We zien hierbij dus twee gevallen waarbij wetgeving die oorspronkelijk draait om erkenning of bescherming van (ongeboren)kinderen een bijeffect heeft voor weer andere (vrouwen)rechten: bijvoorbeeld het abortusbeleid. Zoals het eerste artikel al stelde: hoewel politici, waaronder Bergkamp, menen dat het juridisch weinig gevolgen heeft, zijn er juristen die wat anders menen. Zo is bijvoorbeeld de wettelijk tijd voor abortus niet meegenomen in de initatiefwet van Bergkamp. De gevoeligheid zit hem hier in het feit dat de bescherming of vrijheid van één een andere partij of individu kan 'uitdagen' om met deze wetgeving in de hand een onbedoeld tegeneffect te bewerkstelligen. Niet de bedoeling lijkt me. En bovenal: iets om rekening te houden bij alle medisch-ethische discussies.
In resumé:
* Beeldvorming: Een hyperfocus, in campagne of profilering, op medisch-ethische thema's had deze formatieperiode het effect dat enkele media dit (onterecht) als breekpunt opvoerden.

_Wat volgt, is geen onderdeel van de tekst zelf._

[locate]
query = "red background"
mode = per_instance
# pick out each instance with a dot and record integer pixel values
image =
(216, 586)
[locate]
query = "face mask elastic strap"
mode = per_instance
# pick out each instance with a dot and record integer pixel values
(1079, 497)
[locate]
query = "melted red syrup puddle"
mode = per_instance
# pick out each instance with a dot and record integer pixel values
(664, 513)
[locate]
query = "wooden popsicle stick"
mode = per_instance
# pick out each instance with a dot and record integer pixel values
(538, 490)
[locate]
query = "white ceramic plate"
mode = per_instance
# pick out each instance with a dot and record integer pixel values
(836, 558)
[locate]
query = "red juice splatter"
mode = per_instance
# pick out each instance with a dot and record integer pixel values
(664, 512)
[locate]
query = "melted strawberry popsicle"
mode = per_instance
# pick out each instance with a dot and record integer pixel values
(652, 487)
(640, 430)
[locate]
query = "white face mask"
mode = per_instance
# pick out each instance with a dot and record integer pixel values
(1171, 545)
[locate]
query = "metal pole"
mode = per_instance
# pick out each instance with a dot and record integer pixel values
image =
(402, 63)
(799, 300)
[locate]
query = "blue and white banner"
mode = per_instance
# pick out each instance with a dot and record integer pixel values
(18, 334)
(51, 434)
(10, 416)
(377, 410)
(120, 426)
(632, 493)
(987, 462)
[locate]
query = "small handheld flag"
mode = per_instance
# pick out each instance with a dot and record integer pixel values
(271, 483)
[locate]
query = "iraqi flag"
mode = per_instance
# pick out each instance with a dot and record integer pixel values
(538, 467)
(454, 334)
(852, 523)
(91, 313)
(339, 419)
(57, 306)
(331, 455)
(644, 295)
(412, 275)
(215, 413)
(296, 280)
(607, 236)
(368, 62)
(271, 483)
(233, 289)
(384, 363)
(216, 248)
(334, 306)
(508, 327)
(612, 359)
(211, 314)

* Politiek: Weerstand bij- of polarisering met partijen die medische ethiek net zo interessant vinden, maar dan diametriaal verschillen in standpunten.
* Wetgeving: Toepassing van- of mazen bij een wetgeving op medisch-ethisch gebied die niet strookt met het oorspronkelijke (progressievere of liberale) doel.
Dit kan alleen worden ondervangen door 1) bewustwording van deze punten en 2) bovenal het ondervangen van deze kwesties al bij het opstellen van het voorstel meenemen. Dit gaat met name op voor de onbedoelde jurisprudentie bij een dergelijk voorstel. Zeker progressieve en liberale politci zouden de ruimte die men (onbedoeld) geeft aan conservatieven mee mogen nemen bij een initatiefwet. Indien deze te groot wordt is het opereren binnen- of gelijkhouden van de huidige wetgeving zo gek nog niet.